Senior Monika Keller won Miss Con­ge­niality during the National Cherry Blossom Fes­tival in Wash­ington, D.C. Monika Keller | Courtesy

Princesses don’t always have it easy, as par­tic­i­pants of the Cherry Blossom Princess Program, held last week during the National Cherry Blossom Fes­tival in Wash­ington, D.C., found out. Long days full of meetings with foreign dig­ni­taries, recep­tions, a grand ball, and reading to kinder­garteners was exhausting — but well worth it, senior Monika Keller said.

Spon­sored by the National Con­ference of State Soci­eties, the Cherry Blossom Princess Program is an annual cul­tural and pro­fes­sional devel­opment program for 19-to-24-year-old women, according to the program’s website. Young women can apply to rep­resent their states or ter­ri­tories in the program, and if chosen as princesses, they par­tic­ipate in the week-long event in Wash­ington, D.C.
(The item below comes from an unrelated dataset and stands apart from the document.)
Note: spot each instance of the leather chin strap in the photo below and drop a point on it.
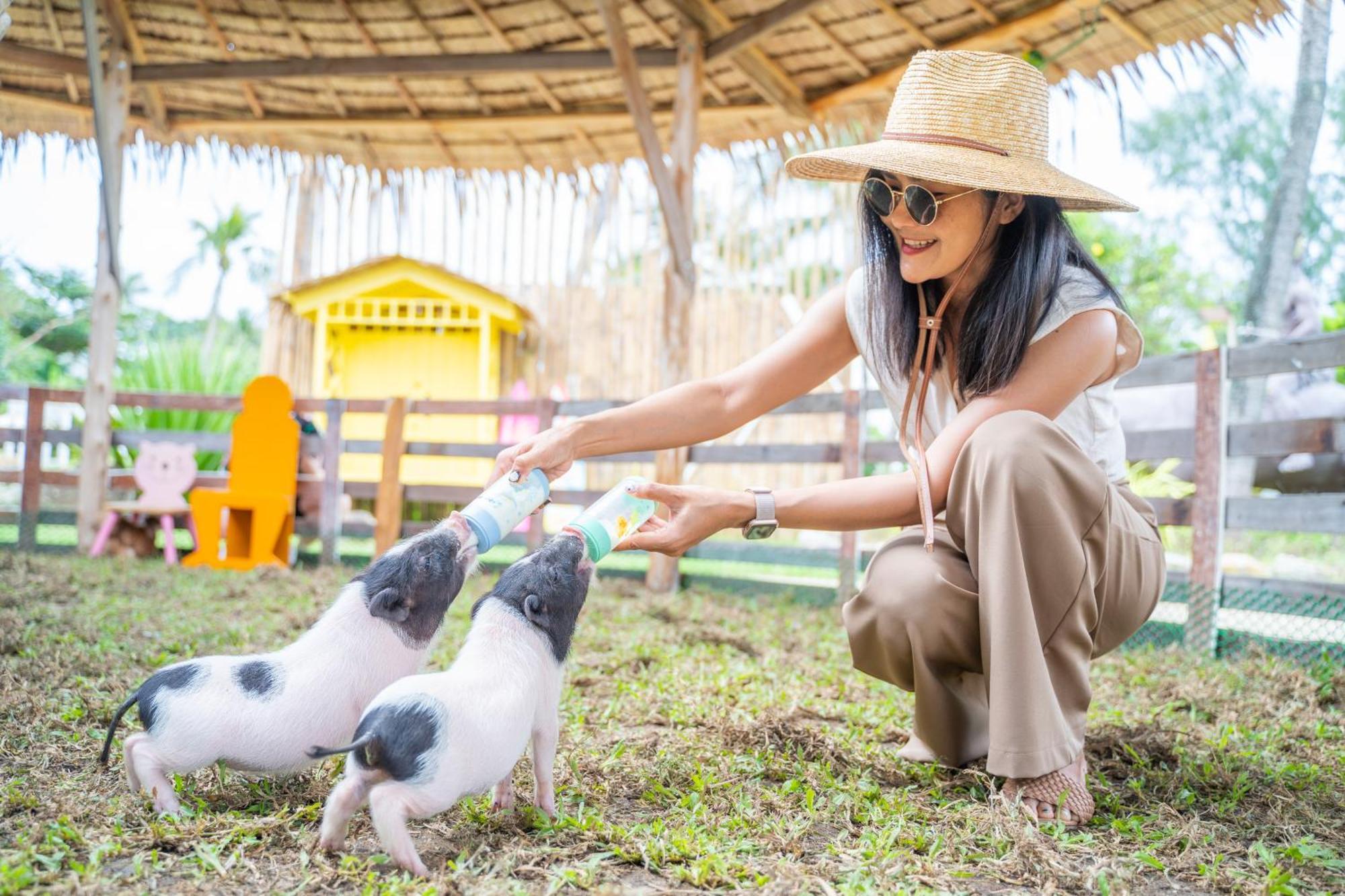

“It was such an awesome week,” said Keller, who rep­re­sented Wash­ington, her home state, in the program. “It def­i­nitely is a crazy week, and you have to learn to be flexible and under­standing, but it’s a great mix of events and oppor­tu­nities.”

At the grand ball on Friday, Keller was named Miss Con­ge­niality and pre­sented with a sash and flowers, she said. Before the ball, the princesses had voted on who should receive the title. Keller said she was humbled and sur­prised to receive the award.

Senior Mariah Hardy, who’s Keller’s little sister in the Chi Omega sorority, said she wasn’t sur­prised.

“Monika is a natural leader,” Hardy said in an email. “She acts with integrity and treats others with respect. Monika is giving and inclusive and will go out of her way to make someone feel like they are part of the team.”

Keller, who is interning for the Senate Finance Com­mittee for the Wash­ington-Hillsdale Internship Program this semester, said she found out about the program when she came to Wash­ington, D.C. and decided to apply. Part of her interest, she said, came from her Japanese roots: Her mother is from Tokyo, and Japanese tra­di­tions have played a role in her upbringing.

“I’ve always had an interest in Japanese culture and in Japanese-American rela­tions,” Keller said, noting that every summer, her family would attend a Japanese fes­tival in Seattle, which has a large Japanese com­munity.

The cherry blossom trees in Wash­ington, D.C. were a gift from Japan, and the program cel­e­brates the rela­tionship between the two coun­tries, Keller said.

This year, 41 princesses par­tic­i­pated in the program, Keller said, along with three inter­na­tional princesses from Japan, Russia, and the Philip­pines. Although the women are called princesses, the event is more like an ambas­sador program than a pageant, Keller noted.

“We’re all rep­re­senting our states and ter­ri­tories and par­tic­i­pating in rela­tional events,” she said.

Each day was packed from 7 a.m. to 9 p.m. Events included a reception at the Japanese ambassador’s res­i­dence, an evening at the Russian Cul­tural Center, a visit to a sus­tainable food and agri­culture farm at Woodlawn Plan­tation, and a behind-the-scenes tour of the John F. Kennedy Center of the Per­forming Arts.

On Friday night, the princesses attended the grand ball — fea­turing sushi chefs flown in from Japan — and on Sat­urday, they rode in floats at the National Cherry Blossom Parade.

Keller said she would rec­ommend that other Hillsdale women apply for the program.

“I highly, highly encourage it,” she said. “It is such a blast and def­i­nitely mem­o­rable. You learn a lot, too.”